08:05 Oui, alors effectivement le paradoxe, la comparaison nous questionne avec le mouvement des gilets jaunes
08:12 puisque à l'époque le prix du carburant, du diesel, était à 1,40€ en moyenne
08:17 quand le mouvement des gilets jaunes a débuté.
08:20 Et on est aujourd'hui autour de 2€.
08:22 Il y a quand même des différences majeures.
08:24 La première, c'est que ce qui a mis le feu aux poudres à l'époque, c'était l'annonce d'une taxe supplémentaire.
08:28 C'était ça qui était paru comme étant insupportable.
08:31 Aujourd'hui, même si les niveaux de prix sont très élevés,
08:34 une majorité de Français considère qu'une bonne partie de cette inflation provient du contexte international.
08:42 On a parlé de la guerre en Ukraine, les tensions sur les prix.
08:45 On a aussi dans l'opinion l'idée que le gouvernement a fait ce qu'il a pu à un certain moment,
08:51 entre la crise des gilets jaunes et maintenant, le Covid est passé par là
08:55 et le fameux "quoi qu'il en coûte" a aussi été très bien identifié et diagnostiqué par nos concitoyens.

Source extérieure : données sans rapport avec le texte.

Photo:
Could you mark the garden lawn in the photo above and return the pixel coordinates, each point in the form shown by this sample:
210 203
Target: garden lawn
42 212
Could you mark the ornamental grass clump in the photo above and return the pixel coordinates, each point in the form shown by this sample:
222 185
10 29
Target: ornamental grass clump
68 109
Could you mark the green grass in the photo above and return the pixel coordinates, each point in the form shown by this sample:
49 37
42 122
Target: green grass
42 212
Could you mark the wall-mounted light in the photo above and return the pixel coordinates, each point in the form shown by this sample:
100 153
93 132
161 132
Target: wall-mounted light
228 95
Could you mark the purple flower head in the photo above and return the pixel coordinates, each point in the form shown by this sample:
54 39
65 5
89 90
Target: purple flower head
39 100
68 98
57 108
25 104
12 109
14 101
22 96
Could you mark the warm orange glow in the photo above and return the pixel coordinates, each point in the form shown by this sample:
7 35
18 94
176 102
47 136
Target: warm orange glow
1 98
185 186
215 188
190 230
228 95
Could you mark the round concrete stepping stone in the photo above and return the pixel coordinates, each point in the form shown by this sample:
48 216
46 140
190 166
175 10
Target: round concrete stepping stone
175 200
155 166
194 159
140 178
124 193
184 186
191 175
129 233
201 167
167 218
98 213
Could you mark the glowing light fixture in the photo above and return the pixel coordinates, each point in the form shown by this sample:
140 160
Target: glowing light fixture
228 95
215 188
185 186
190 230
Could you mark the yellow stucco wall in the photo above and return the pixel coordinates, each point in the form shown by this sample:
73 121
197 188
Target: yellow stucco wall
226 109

09:02 C'est peut-être ce qui explique le fait que la marmite ne déborde pas encore aujourd'hui,
09:08 même si, comme on l'a dit tout à l'heure, une partie de la mobilisation contre la réforme des retraites
09:13 se nourrit aussi de revendications autour de la vie chère,
09:17 qui est de plus en plus difficile à supporter pour une part importante de nos concitoyens.
09:22 Alors, les journalistes sont peut-être tords, parfois les journalistes sont tords, Jérôme Fourquet,
09:27 mais ils aimeraient voir de nouveaux signes d'une répétition de l'histoire.
09:34 C'est par exemple ce que fait le Figaro ce matin avec les zones à faible émission.
09:38 On peut être rappelé en un mot en quoi elles consistent,
09:41 ces zones qui vont interdire certains véhicules polluants dans les villes,
09:47 avec là aussi des situations très différentes en fonction des voitures que possèdent les Français.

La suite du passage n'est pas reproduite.